I slowly moved my hands towards him and managed to touch him but just as I was about to get hold of him he flew straight upwards and landed on the telephone wire. I felt happier that he was high up and safer but worried about him being cold overnight if he was used to being housed in a pigeon loft.
At this point I felt there wasn’t much more I could do. I tried calling him down but he wasn’t falling for that. Dusk was approaching and I was worried for him but he started looking around and moved further out to the next telephone wire.
The next time I checked he was gone and nowhere to be seen. I hoped that a refuel and a rest was enough to set him on his way home.
I just hope that he got home safely. In hind sight it was probably as well I didn’t catch him because it may have stopped him from getting home on his own however I was just following my instincts.
I looked on the internet later and it seems that I did the right things. It said if a pigeon is lost or injured to put them in a cat box or something similar with corn or mixed grains and water and bring them inside.
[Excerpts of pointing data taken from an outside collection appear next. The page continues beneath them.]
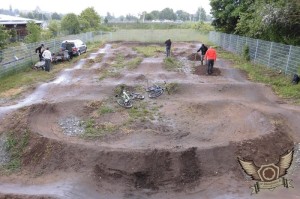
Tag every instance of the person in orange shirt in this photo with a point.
(210, 57)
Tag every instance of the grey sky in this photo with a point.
(116, 7)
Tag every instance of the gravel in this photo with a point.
(72, 126)
(4, 156)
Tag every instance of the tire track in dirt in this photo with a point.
(178, 152)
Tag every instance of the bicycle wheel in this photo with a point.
(151, 88)
(157, 93)
(124, 104)
(137, 96)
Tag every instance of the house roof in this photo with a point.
(12, 20)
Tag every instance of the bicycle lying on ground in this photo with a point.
(125, 98)
(156, 90)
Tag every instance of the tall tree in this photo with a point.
(182, 15)
(54, 27)
(4, 36)
(55, 16)
(200, 14)
(34, 32)
(70, 23)
(90, 18)
(167, 14)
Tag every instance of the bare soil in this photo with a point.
(182, 145)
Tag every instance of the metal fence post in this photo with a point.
(256, 48)
(270, 54)
(288, 60)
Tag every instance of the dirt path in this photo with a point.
(183, 145)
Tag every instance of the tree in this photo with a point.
(155, 14)
(55, 16)
(4, 36)
(70, 23)
(90, 18)
(201, 14)
(34, 32)
(167, 14)
(225, 14)
(54, 27)
(182, 15)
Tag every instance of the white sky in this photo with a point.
(115, 7)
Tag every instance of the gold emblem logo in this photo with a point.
(269, 176)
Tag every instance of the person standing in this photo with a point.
(168, 44)
(211, 57)
(40, 50)
(203, 50)
(48, 57)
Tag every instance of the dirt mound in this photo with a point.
(202, 70)
(9, 196)
(194, 57)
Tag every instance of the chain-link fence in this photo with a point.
(15, 58)
(283, 57)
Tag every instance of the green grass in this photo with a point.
(15, 146)
(149, 51)
(104, 109)
(280, 83)
(27, 77)
(172, 64)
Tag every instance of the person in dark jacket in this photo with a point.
(203, 50)
(40, 50)
(168, 44)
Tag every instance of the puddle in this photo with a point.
(63, 190)
(153, 60)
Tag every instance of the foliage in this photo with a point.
(70, 24)
(4, 36)
(89, 20)
(182, 15)
(34, 32)
(15, 145)
(54, 27)
(200, 14)
(279, 82)
(246, 53)
(276, 20)
(167, 14)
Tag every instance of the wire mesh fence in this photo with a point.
(16, 58)
(278, 56)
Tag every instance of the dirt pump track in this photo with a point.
(188, 149)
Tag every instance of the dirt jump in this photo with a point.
(75, 141)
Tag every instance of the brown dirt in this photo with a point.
(176, 146)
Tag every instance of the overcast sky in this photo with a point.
(116, 7)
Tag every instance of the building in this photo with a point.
(16, 23)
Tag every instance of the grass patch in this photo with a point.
(119, 61)
(172, 64)
(149, 51)
(15, 146)
(280, 83)
(23, 79)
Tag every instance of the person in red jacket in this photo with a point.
(210, 57)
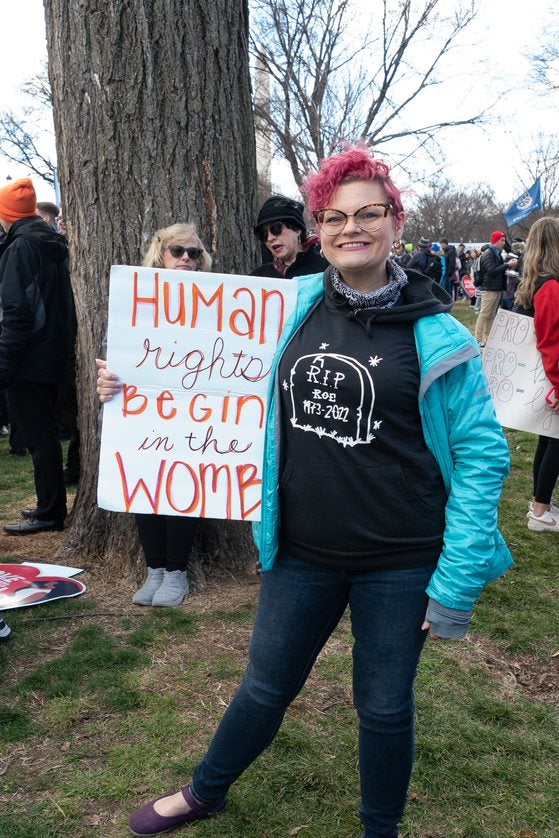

It gave the link to a charity organisation that help to get pigeons back to their owners. In the question and answer section it also said that pigeons can fly back home in the dark.
This was reassuring as hopefully it meant that our visitor would have found his way home.
We have had relentless rain this winter. We have just had one storm recently and another is forecast at the weekend. The crocus have been up for ages but just haven’t opened until today when we had a rare spell of sunshine.
These extra large snowdrops always flower later than the smaller snowdrops. It was so lovely to see the crocus open at last.
We have the next storm coming at the weekend but one sunny afternoon was just lovely for the garden and for the chickens perching on the branch perch above the ladder which catches the sun.